"I could believe nothing else."

"Who told you these things?" blazed he at length, as at last his heart once more sent the blood back through his veins.

"If you wish to know, I will tell you. It was Henry Decherd. I imagine he could furnish proof enough." She spoke defiantly, if perhaps wearily.

"Henry Decherd!" exclaimed Eddring. "Henry Decherd! Miss Lady, is it possible that you can stand alive under the sun of heaven and say these things to me? Is he here? Tell me, what right—"

But now the anger of Miss Lady herself was blazing, and all the cruelty of her sex was in her tone as she answered. "I need not tell you," said she, "but I will. Mr. Decherd is the only friend of my former life who cared enough for me to follow and find me. And so he has the right—"

"For what? Tell me, is there any truth in this newspaper paragraph— 'There is talk about the marriage of the mysterious Louise Loisson'? Don't tell me that he—that Decherd—" He gazed steadily into her eyes, but saw there that which made him forget all his purposes, forced him to remember nothing in the world but his sudden personal misery. And so for an instant he stood and suffered—until the sheer bigness of his soul began to reassert itself. All his love for her came back, and he forgot even his deadly hurt in the great wave of pity and tenderness which swept over him.

"Miss Lady," said he simply, after a time, "for myself it doesn't make so much difference, after all, I am one of the unlucky. But for you, as you say, it is at least your due that you should have honest men for your friends, and an honest man for your husband. I wanted you to trust me. I loved you. I wanted you to believe in me. I wanted you to marry me, Miss Lady—I will say it—and I wanted to tell you that long ago, before you left us. That is over now. You are unjust and cruel beyond all toleration—beyond all belief. You could by no possibility ever love me. But listen. You shall never marry Henry Decherd."

CHAPTER VI

THE DANCER

Ah, but it was a sweet and wonderful thing to see La Belle Louise dance; a strange and wonderful thing. She was so light, so strong, so full of grace, so like a bird in all her motions. She swam through the air as though her feet scarce touched the floor, her loose silken skirts resembling wings.
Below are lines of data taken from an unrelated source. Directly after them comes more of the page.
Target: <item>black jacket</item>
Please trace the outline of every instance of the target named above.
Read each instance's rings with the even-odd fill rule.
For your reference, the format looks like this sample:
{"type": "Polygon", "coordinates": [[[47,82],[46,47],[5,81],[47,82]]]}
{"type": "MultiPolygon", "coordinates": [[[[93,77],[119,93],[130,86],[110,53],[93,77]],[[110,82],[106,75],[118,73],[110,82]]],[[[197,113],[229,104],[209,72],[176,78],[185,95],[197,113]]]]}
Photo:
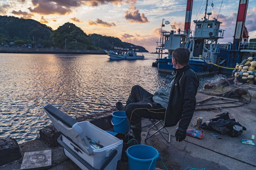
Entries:
{"type": "Polygon", "coordinates": [[[189,65],[174,69],[173,74],[171,81],[173,79],[174,81],[166,108],[164,126],[174,126],[180,120],[179,129],[184,131],[189,125],[195,109],[199,79],[189,65]]]}

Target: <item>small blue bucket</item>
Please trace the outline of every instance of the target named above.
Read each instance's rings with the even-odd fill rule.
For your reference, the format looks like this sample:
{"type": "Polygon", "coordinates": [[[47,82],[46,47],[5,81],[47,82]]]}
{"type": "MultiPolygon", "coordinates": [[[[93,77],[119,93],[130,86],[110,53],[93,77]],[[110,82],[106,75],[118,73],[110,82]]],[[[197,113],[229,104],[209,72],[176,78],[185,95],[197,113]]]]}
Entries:
{"type": "Polygon", "coordinates": [[[111,120],[111,123],[113,125],[113,131],[117,133],[128,133],[130,127],[125,111],[114,112],[112,116],[113,118],[111,120]]]}
{"type": "Polygon", "coordinates": [[[126,151],[126,154],[128,156],[129,170],[154,170],[156,161],[159,158],[159,152],[156,149],[145,145],[129,147],[126,151]]]}

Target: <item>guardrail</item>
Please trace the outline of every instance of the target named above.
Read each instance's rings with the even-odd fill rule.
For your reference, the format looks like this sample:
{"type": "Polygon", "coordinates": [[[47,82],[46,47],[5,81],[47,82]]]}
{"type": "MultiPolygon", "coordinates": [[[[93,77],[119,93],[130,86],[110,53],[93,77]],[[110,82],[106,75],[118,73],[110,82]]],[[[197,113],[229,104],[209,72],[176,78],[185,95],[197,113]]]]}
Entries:
{"type": "Polygon", "coordinates": [[[3,47],[0,47],[0,53],[106,54],[104,51],[101,50],[75,50],[3,47]]]}
{"type": "Polygon", "coordinates": [[[239,42],[238,49],[256,50],[256,42],[239,42]]]}

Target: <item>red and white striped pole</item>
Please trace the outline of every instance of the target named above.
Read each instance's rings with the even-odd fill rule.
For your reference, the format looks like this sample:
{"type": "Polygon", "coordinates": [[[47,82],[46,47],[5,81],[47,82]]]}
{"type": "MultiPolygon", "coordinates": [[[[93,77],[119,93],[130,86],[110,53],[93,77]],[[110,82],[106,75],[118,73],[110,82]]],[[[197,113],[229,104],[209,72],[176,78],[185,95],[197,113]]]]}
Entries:
{"type": "Polygon", "coordinates": [[[189,29],[190,29],[190,23],[191,23],[191,16],[192,10],[193,6],[193,0],[187,1],[187,10],[186,11],[186,18],[185,20],[185,27],[184,31],[187,34],[189,29]]]}
{"type": "Polygon", "coordinates": [[[243,38],[249,0],[240,0],[233,44],[239,43],[243,38]]]}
Now on one side of the lighted stage, now back again, nodding, beckoning, courtesying to something which she saw—this spectacle must have moved any one of us to applause, as it did these thousands who came to witness it. The stage has no traditions of any dance like this of La Belle Louise. It is now danced no more, this dance which a maid or a lily or a tall white stork might understand, each after its own fashion.